For more than 50 years, measurements of the cosmic microwave background (CMB)
have provided insight into the nature of the universe we inhabit. We've
measured the CMB's temperature anisotropy to high precision through a
combination of ground- and space-based experiments; now we turn our attention
to measuring the CMB's polarization anisotropy. If these measurements are good
enough we may see the first direct evidence for gravitational waves predicted
by inflation. But it turns out this is difficult to do! In order to tease apart
the gravitational wave signal from other confounding signals we need to observe
the CMB on both ~degree and ~arcminute scales, and we need to do so with
exceptionally sensitive instruments. In this thesis defense I will discuss my
work developing millimeter-wave antireflection coatings for one such
instrument: the South Pole Telescope's third generation survey camera (SPT-3G).

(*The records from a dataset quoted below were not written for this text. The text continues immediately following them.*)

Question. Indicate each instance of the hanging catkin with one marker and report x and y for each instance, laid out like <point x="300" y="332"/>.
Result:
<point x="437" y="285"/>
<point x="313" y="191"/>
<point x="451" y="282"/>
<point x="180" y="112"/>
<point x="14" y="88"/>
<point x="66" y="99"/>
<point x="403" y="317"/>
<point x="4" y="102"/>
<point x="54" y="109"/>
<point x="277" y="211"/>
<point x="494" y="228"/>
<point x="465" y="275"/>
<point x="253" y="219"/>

SPT-3G was deployed in 2016/2017 and is designed for high-cadence CMB mapping
with arcminute-scale resolution in three different colors. The camera achieves
a 10x increase in detector count over its predecessor thanks to advances in
detector fabrication capabilities, readout multiplexing technology, and the
optical techniques that are the focus of this talk. SPT-3G uses ceramic lenses
to focus the CMB radiation onto its detectors, but the bare ceramic is highly
reflective---so we apply a coating to increase the fraction of light that lands
on our detectors. We've developed two processes and two coatings for the SPT-3G
optics: one for the three 720 mm diameter reimaging lenses and single infrared
filter, and one for the 2,710 5 mm diameter dielectric lenses at the focal
plane. I will discuss both of these coatings---the techniques we use to
manufacture them, and laboratory measurements of their performance---and how
they may be useful for the upcoming CMB-S4 mission.